The technique is provided in six phases for the particular example of this investigation. Finding ML and XAI models that can forecast patient health and offer valuable validity for decision-making is the primary objective of the research. (2) Prepare raw patient data that has been de-identified; (3) Test many categorization schemes; and (4) Use test results to rank model performance. (5) Decide which machine learning model is best. (6) Integrate XAI algorithms with clinical decision support systems at the patient level. Table 5 clearly outlines the key tuning parameters used in training PCSO-XAI mode.

Table 5 Hyperparameters and their values.

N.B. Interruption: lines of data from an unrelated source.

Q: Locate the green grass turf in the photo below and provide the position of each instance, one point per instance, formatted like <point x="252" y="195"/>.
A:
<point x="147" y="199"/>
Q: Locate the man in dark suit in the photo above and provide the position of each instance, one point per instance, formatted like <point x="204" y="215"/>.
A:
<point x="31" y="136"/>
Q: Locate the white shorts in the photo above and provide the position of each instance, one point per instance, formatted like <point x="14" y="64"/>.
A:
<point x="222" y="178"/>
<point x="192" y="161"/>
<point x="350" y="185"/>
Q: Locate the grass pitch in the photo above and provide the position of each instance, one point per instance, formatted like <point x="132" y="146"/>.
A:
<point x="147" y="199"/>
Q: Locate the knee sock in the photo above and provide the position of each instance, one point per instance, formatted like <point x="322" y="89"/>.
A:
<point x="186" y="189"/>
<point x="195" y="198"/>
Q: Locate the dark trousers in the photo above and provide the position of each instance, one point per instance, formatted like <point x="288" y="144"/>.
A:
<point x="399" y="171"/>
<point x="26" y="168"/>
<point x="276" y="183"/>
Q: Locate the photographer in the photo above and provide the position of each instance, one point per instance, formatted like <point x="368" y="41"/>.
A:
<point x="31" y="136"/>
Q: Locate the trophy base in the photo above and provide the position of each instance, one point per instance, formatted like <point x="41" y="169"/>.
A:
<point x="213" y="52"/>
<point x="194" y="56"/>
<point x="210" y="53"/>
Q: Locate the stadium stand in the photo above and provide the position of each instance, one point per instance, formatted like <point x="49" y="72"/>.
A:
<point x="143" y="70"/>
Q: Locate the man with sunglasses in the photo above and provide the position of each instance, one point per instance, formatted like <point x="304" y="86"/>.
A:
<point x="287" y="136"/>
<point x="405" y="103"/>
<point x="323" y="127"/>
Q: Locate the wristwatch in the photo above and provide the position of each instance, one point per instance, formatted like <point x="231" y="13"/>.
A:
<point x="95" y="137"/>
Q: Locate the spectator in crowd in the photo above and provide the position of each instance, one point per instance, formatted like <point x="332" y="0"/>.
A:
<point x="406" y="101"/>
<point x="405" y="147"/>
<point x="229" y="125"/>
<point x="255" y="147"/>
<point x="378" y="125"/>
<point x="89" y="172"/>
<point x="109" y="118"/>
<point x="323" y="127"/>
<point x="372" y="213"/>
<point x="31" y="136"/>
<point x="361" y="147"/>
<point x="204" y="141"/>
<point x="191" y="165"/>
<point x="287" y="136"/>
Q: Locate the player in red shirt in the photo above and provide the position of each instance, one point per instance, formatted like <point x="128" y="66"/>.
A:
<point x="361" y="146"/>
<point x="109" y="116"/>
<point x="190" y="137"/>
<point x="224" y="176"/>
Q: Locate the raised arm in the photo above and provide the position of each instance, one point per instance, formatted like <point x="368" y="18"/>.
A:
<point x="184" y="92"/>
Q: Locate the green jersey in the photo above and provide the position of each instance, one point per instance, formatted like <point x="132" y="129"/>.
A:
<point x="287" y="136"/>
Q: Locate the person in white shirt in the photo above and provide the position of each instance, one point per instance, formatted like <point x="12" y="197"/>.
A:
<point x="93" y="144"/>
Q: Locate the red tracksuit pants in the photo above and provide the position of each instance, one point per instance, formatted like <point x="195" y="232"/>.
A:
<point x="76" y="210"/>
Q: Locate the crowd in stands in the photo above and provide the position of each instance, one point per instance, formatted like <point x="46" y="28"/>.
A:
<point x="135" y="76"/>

The proposed PCSO-XAI framework consists of two main components: feature selection and optimization using Predator Crow Search Optimization and cardiovascular disease classification using a deep neural network. The feature selection process utilizes an IGFS method to extract the most relevant predictors, reducing dimensionality and improving model efficiency. The classification network is a fully connected deep learning model with three dense layers 128, 64, and 32 neurons, respectively, each followed by batch normalization and dropout (10%) to prevent overfitting. The final output layer uses a sigmoid activation function for binary classification. Additionally, the segmentation module employs an enhanced U-Net architecture with five encoding and decoding blocks for automatic left ventricular segmentation in cardiac MRI images. The contracting path consists of convolutional layers with ReLU activation, batch normalization, and dropout, while the expanding path employs transposed convolutions for upsampling. The PCSO algorithm optimizes hyperparameters, improving model convergence and generalization. The proposed model is trained with an 80:20 train-test split, using Binary Cross-Entropy loss for classification and Dice Loss for segmentation. The framework achieves 99.72% accuracy, 96.47% precision, 98.6% recall, and 94.6% F1-score, demonstrating its superiority over conventional machine learning models.

Performance metrics

This work uses five performance metrics, derived from the confusion matrix, to evaluate the prediction performance of the method. Figure 7 shows how to generate the confusion matrix for a binary classification job. Four examples: FN, TP, TN, and FP—can be created by combining distinct anticipated and actual values.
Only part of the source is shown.